Is it any wonder that the Phillies continue to discuss calling up 23-year-old top prospect Spencer Howard for a late push? The right-hander strengthened his case Wednesday night with double-A Reading by holding Trenton to one run on two hits and two walks with 12 strikeouts in seven innings in an Eastern League playoff game.

Adding injury to the insult of having their modest three-game winning streak snapped by the shorthanded Reds, the Phillies lost leftfielder Corey Dickerson in the fifth inning to a sore left foot. He fouled a ball off his foot two innings earlier, then it flared up as he ran to first base on a single. But Dickerson, 20-for-55 (.364) in his last 13 games, said he expects to play Thursday in the series finale.

“That’s what I told [Kapler],” Dickerson said. “Just see how I wake up. I’m sure I’ll be a little sore, but I’ve played through a lot worse stuff. I’m just glad it’s not broken.”

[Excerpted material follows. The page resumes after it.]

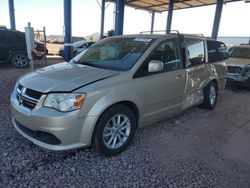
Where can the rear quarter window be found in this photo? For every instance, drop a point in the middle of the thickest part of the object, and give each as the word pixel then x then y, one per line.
pixel 217 51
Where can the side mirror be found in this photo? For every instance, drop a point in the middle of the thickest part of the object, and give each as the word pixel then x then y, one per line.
pixel 155 66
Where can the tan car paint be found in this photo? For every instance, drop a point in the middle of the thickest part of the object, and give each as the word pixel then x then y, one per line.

It was evident almost immediately that Nola lacked his best stuff. His seventh pitch, a fastball over the heart of the plate, got smacked for a solo homer by Joey Votto. His 30th pitch, a curveball without enough bite, got hit for a triple off the center-field wall by Brian O’Grady, an Archbishop Wood product.

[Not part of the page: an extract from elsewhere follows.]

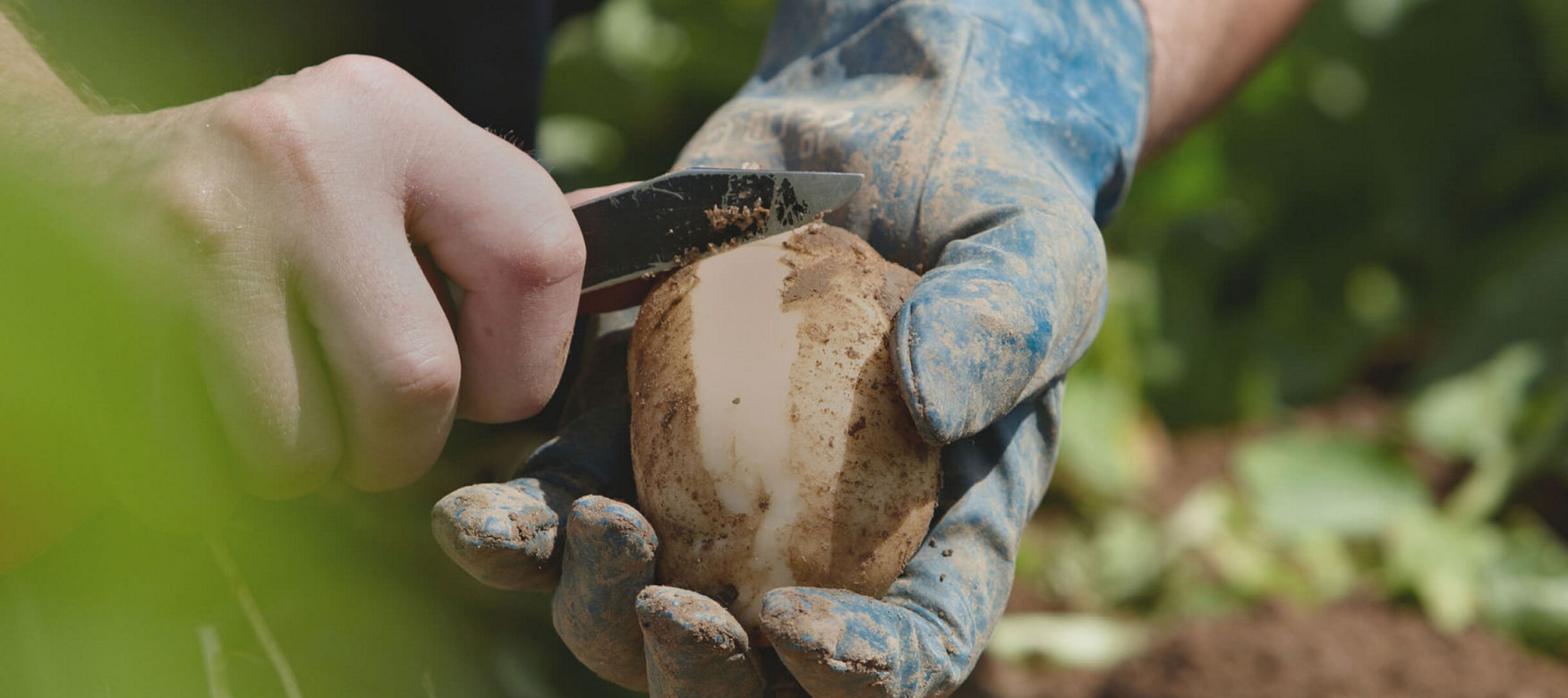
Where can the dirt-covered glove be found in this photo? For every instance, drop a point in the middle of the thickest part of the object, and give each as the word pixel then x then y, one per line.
pixel 996 135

Nola gave up a total of seven runs in his previous four starts combined. Facing a Reds team that was missing slugging third baseman Eugenio Suarez (bruised hand) and rookie centerfielder Nick Senzel, a late scratch with a sore right shoulder, Nola allowed four runs in the second inning alone.

“Oh yeah, I was really off,” Nola said. “Curveball was probably one of the worst days it’s ever been this year. Just really didn’t have a feel for getting on top of it today. I really didn’t have much.”

The big deficit prompted Kapler to lift Nola for a pinch-hitter in the top of the fifth inning, and Logan Morrison validated the decision by clocking a two-run homer. Two batters later, J.T. Realmuto slugged a two-run homer to draw the Phillies within 5-4.

Jay Bruce, who spent the first nine seasons of his career with the Reds, tied the game with a pinch-hit homer in the seventh inning. It marked the first time in 61 years — since Rip Repulski and Bob Bowman on Aug. 13, 1958, against the Pirates — that the Phillies hit two pinch homers in a game.

“When he hit that homer, it was like, ‘We’re going to win this game,’” Morrison said. “Unfortunately it didn’t happen.”

And in a game started by Nola, no less.